La difesa del Quirinale, il messaggio di Milano: unire è meglio

La metropoli ha rivendicato autonomia di pensiero

Il presidente del Consiglio Giuseppe Conte

Il presidente del Consiglio Giuseppe Conte

Milano, 1 giugno 2018 - Per qualunque partito le conseguenze di un Quirinale amico – succede quando il titolare proviene dalle fila dello stesso partito – non sono sempre gradite. Spesso caricano quel partito di responsabilità, di vincoli e di obblighi lasciandolo meno libero di perseguire le proprie convenienze politiche, elettorali o tattiche che siano.

Questa conclusione prescinde dallo stato d’animo di dirigenti e di militanti del Pd milanese di fronte alla gazzarra di Di Maio e della Meloni contro il presidente della Repubblica. Dall’indignazione alla solidarietà a Mattarella la reazione è stata immediata e unanime, più forte e giustificata della “rabbia” di Salvini e, soprattutto, più sincera. Ma la storia recente dei rapporti tra il Pd e i presidenti democratici segnala anche incomprensioni e conflitti.

Nel 2011, di fronte allo sfarinamento della maggioranza parlamentare, la scelta di Napolitano fu quella del governo Monti. E per il Pd che sognava elezioni anticipate si materializzò l’incubo di dover aderire alla decisione del “suo” presidente e di sostenere l’impopolare austerità di Monti. Le conseguenze si videro alle elezioni del 2013. Il Pd scivolò al 25 per cento, ben nove punti percentuali al di sotto del risultato del 34 per cento conquistato da Veltroni nel 2008. Persino peggio di come è andata a Renzi il 4 marzo di quest’anno. Anche dopo la strategia del presidente eletto dal Pd e quella del segretario del Pd erano opposte. Napolitano voleva le larghe intese ma Bersani tentò l’accordo coi 5 Stelle e Grillo gli mandò una delegazione a insultarlo in streaming.

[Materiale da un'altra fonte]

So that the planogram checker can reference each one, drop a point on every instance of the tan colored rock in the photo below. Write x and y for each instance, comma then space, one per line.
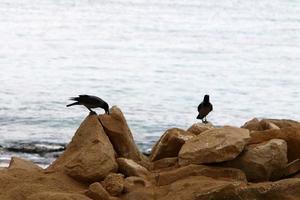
114, 183
199, 127
212, 146
57, 196
170, 143
130, 168
200, 188
19, 163
290, 134
168, 177
97, 192
90, 155
259, 125
134, 182
117, 130
287, 189
261, 160
164, 163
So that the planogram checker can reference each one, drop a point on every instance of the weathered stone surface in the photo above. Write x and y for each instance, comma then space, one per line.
117, 130
97, 192
19, 163
90, 155
170, 143
164, 163
130, 168
287, 189
200, 188
261, 160
167, 177
290, 134
114, 184
212, 146
133, 182
259, 125
57, 196
199, 127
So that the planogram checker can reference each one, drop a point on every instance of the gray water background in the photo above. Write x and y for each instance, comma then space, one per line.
154, 59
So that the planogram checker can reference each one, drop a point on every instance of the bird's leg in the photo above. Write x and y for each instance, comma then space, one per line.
91, 111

Dopo la sconfitta al referendum del 2016, Renzi avrebbe voluto subito la rivincita ma Mattarella, il suo presidente, quello per cui aveva rotto con Berlusconi, gli negò il voto anticipato. Allora i democratici milanesi, di fronte al contrasto tra il loro presidente e il loro segretario si divisero. Da una parte il sindaco Sala, sempre più critico con Renzi, dall’altra la maggioranza dei parlamentari.

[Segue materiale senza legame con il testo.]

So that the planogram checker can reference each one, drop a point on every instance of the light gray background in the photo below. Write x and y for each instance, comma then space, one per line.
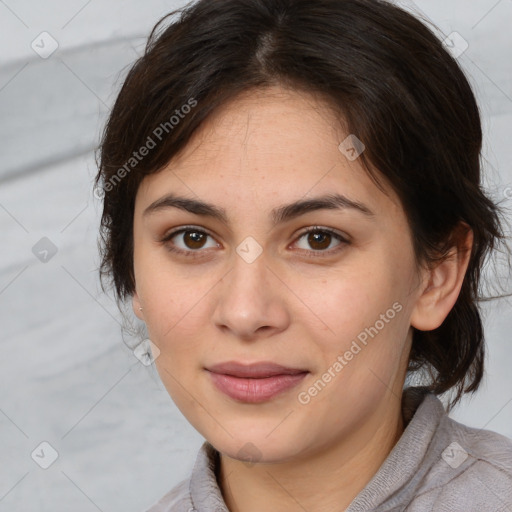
65, 374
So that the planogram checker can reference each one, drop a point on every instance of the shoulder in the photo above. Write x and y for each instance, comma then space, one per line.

A differenza di Bersani, Renzi non si piegò nemmeno dopo la successiva disfatta delle elezioni politiche. Con la scelta di due diversi incaricati per esplorare le due possibili maggioranze - una di centrodestra priva dei numeri necessari, l’altra fondata su una qualche intesa tra 5 Stelle e Pd - Mattarella una strada l’aveva aperta. Ma Renzi quella strada l’ha sbarrata prima ancora che la direzione del suo partito discutesse. Non senza buoni argomenti. Anche in questo caso la maggioranza dei dem milanesi era contraria all’idea di qualunque accordo con Di Maio. Sta di fatto che la scelta di Renzi ha spianato la strada al governo nazionalpopulista.

Che sia stato un bene per l’Italia ancora non si può dire. Tra non pochi dubbi la conclusione che i democratici milanesi traggono da queste vicende è che quando un partito esprime il presidente della Repubblica è bene che ne segua le indicazioni. Anche se costa. Nessun dubbio invece sulle impudenti accuse di Di Maio contro il presidente. La condanna dei dem milanesi è stata unanime e domani alle 18 i cittadini saranno in piazza della Scala. Il sindaco Sala in solidarietà al presidente della Repubblica ha raccolto, ben oltre il Pd, l’adesione di tutti i primi cittadini milanesi: da Carlo Tognoli a Paolo Pillitteri a Giuliano Pisapia, da Letizia Moratti a Gabriele Albertini fino all’ex sindaco leghista Mario Formentini.

Questa convergenza di personalità politiche così distanti esprime l’autonomia di Milano ma anche la gravità dell’accaduto. L’attacco frontale al presidente della Repubblica è rientrato e gli attaccanti cioè i nazional populisti sono diventati ministri. Il bersaglio dei nazional populisti non è stato e non è solo il Quirinale – si pensi alla libera stampa, si pensi all’Unione europea, si pensi alla società aperta e plurale. Ragioni importanti che devono unire e non dividere e che merita difendere al di là di ogni steccato di partito. È il messaggio di Milano. È questo il messaggio agli italiani che viene da Milano.